Автор книги: Селия Фридман
Жанр: Зарубежное фэнтези, Зарубежная литература
сообщить о неприемлемом содержимом
Текущая страница: 2 (всего у книги 26 страниц) [доступный отрывок для чтения: 9 страниц]
Глава 2
Итанус вспоминает
Кто бы ни был там, за дверью, так просто он не уйдет. Итанус старается не обращать внимания на стук, но неведомый гость всегда возвращается. Стучатся не настолько громко и часто, чтобы вызвать открытый гнев хозяина, – как будто посетитель хочет всего лишь напомнить о себе, ни на что больше не претендуя.
В конце концов он вздыхает, отрывается от шантонийских иероглифов, которые пытался расшифровать, и идет посмотреть, кто же это так назойливо добивается встречи с ним.
Итанус открывает дверь, и в его святилище врывается свежий, насыщенный цветочной пыльцой, полный жизни воздух. Надо было, пожалуй, сделать в доме побольше окон и меньше заботиться о том, чтобы не замерзнуть зимой.
На пороге стоит девушка. Уже не ребенок, но по-детски худенькая. Не требуется волшебства, чтобы увидеть, какой суровой была ее недолгая жизнь, – это читается на ее лице, даже в ее дыхании. Итанус видит также, что она отреклась от своей среды и вознамерилась добиться большего. Холодную решимость, которой сверкают ее глаза, поэт Бельзариус нарек когда-то «алмазным взором». Лицо и руки она отмыла дочиста не более часа назад, но все остальное явно не привыкло к частым омовениям. Из крестьян, определяет Итанус, росла в нужде, воспитания не получила, но старается вести себя вежливо. Любопытно.
Он подумывает даже прибегнуть к Силе, чтобы узнать о ней что-то еще. Но он давно утратил эту привычку, и искушение быстро проходит.
– Мастер Итанус, магистр Ульранский?
Он мрачнеет, и любопытство, которое он почувствовал к девушке, угасает мгновенно.
– Я давно уже не пользуюсь этим титулом, как и всеми прочими. – Голос его резок: каков вопрос, таков и ответ. Зачем эта фитюлька явилась к нему в дом, построенный в чаще леса именно для того, чтобы никто сюда не ходил? За приворотными чарами? Подумать только, ради чего ученого могут оторвать от занятий. – Найди ведьму, если тебе нужна помощь, – их в округе полным-полно.
Он собирается захлопнуть дверь и вернуться к своим трудам, но девушка ловко просовывает ногу в щель, и у него, к собственному удивлению, недостает духу прищемить эту ножку.
Он сердито смотрит ей в глаза. Поистине алмазный взор, ничего не скажешь.

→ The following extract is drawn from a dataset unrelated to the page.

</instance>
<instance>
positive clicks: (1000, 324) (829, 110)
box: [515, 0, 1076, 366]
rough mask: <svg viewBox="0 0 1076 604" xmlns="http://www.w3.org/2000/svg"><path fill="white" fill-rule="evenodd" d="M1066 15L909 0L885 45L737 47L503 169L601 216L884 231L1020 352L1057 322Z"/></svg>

– Я пришла поучиться у вас магии, сударь, – заявляет она и приседает в подобии реверанса.
– Я уже сказал, найди себе ведьму. Я никого не учу. Он снова пытается захлопнуть дверь в надежде, что она испугается и уберет ногу. Но девушка не шевелится, а калечить ее, чтобы потом лечить, ему совершенно не хочется. Вздохнув, он смиряется и решает довести разговор до конца.
– Я не хочу учиться у ведьмы, сударь. Я хочу изучать настоящую магию.
– Это невозможно, потому что ты женщина, – с тяжким вздохом говорит он. – Могу я теперь вернуться к моим занятиям?
Но девочка не трогается с места, и алмазный взор остается непоколебимым.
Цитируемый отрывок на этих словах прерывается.